Perhaps because unique.data.table is already many times faster. Please upgrade to v1.6.7 by downloading it from the R-Forge repository because that has the fix to unique you raised in this question. data.table doesn't use paste to do unique.
a = matrix(sample(2,10^6,replace = TRUE), ncol = 10)
b = as.data.frame(a)
system.time(u1<-unique(a))
user system elapsed
2.98 0.00 2.99
system.time(u2<-unique(b))
user system elapsed
0.99 0.00 0.99
c = as.data.table(b)
system.time(u3<-unique(c))
user system elapsed
0.03 0.02 0.05 # 60 times faster than u1, 20 times faster than u2
identical(as.data.table(u2),u3)
[1] TRUE
In attempting to answer my own question, especially part 1, we can see where the time is spent by looking at the results of Rprof.

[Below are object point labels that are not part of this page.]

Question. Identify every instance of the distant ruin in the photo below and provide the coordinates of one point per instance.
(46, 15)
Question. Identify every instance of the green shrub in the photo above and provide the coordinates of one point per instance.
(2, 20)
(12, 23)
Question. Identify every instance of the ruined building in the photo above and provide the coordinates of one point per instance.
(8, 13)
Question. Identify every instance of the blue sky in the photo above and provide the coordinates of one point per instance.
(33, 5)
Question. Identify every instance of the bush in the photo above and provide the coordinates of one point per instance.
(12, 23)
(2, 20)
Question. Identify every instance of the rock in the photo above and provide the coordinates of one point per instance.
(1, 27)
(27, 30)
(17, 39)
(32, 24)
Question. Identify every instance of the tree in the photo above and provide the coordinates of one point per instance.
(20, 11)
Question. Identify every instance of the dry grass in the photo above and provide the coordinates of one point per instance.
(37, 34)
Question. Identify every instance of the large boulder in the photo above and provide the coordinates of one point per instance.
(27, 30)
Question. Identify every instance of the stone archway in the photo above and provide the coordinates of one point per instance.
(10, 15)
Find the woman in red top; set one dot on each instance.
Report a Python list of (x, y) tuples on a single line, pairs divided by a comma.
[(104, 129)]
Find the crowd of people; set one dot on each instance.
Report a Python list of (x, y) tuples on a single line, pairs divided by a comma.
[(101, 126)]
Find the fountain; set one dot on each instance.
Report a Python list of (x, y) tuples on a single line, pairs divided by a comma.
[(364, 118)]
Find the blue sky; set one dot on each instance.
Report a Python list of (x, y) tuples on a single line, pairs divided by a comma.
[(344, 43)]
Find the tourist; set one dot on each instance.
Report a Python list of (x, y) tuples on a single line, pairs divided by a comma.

I ran this again, with 5M elements.
Here are the results for the first unique operation (for the matrix):
> summaryRprof("u1.txt")
$by.self
self.time self.pct total.time total.pct
"paste" 5.70 52.58 5.96 54.98
"apply" 2.70 24.91 10.68 98.52
"FUN" 0.86 7.93 6.82 62.92
"lapply" 0.82 7.56 1.00 9.23
"list" 0.30 2.77 0.30 2.77
"!" 0.14 1.29 0.14 1.29
"c" 0.10 0.92 0.10 0.92
"unlist" 0.08 0.74 1.08 9.96
"aperm.default" 0.06 0.55 0.06 0.55
"is.null" 0.06 0.55 0.06 0.55
"duplicated.default" 0.02 0.18 0.02 0.18
$by.total
total.time total.pct self.time self.pct
"unique" 10.84 100.00 0.00 0.00
"unique.matrix" 10.84 100.00 0.00 0.00
"apply" 10.68 98.52 2.70 24.91
"FUN" 6.82 62.92 0.86 7.93
"paste" 5.96 54.98 5.70 52.58
"unlist" 1.08 9.96 0.08 0.74
"lapply" 1.00 9.23 0.82 7.56
"list" 0.30 2.77 0.30 2.77
"!" 0.14 1.29 0.14 1.29
"do.call" 0.14 1.29 0.00 0.00
"c" 0.10 0.92 0.10 0.92
"aperm.default" 0.06 0.55 0.06 0.55
"is.null" 0.06 0.55 0.06 0.55
"aperm" 0.06 0.55 0.00 0.00
"duplicated.default" 0.02 0.18 0.02 0.18
$sample.interval
[1] 0.02
$sampling.time
[1] 10.84
And for the data frame:
> summaryRprof("u2.txt")
$by.self
self.time self.pct total.time total.pct
"paste" 1.72 94.51 1.72 94.51
"[.data.frame" 0.06 3.30 1.82 100.00
"duplicated.default" 0.04 2.20 0.04 2.20
$by.total
total.time total.pct self.time self.pct
"[.data.frame" 1.82 100.00 0.06 3.30
"[" 1.82 100.00 0.00 0.00
"unique" 1.82 100.00 0.00 0.00
"unique.data.frame" 1.82 100.00 0.00 0.00
"duplicated" 1.76 96.70 0.00 0.00
"duplicated.data.frame" 1.76 96.70 0.00 0.00
"paste" 1.72 94.51 1.72 94.51
"do.call" 1.72 94.51 0.00 0.00
"duplicated.default" 0.04 2.20 0.04 2.20
$sample.interval
[1] 0.02
$sampling.time
[1] 1.82
What we notice is that the matrix version spends a lot of time on apply, paste, and lapply. In contrast, the data frame version simple runs duplicated.data.frame and most of the time is spent in paste, presumably aggregating results.
Although this explains where the time is going, it doesn't explain why these have different implementations, nor the effects of simply changing from one object type to another.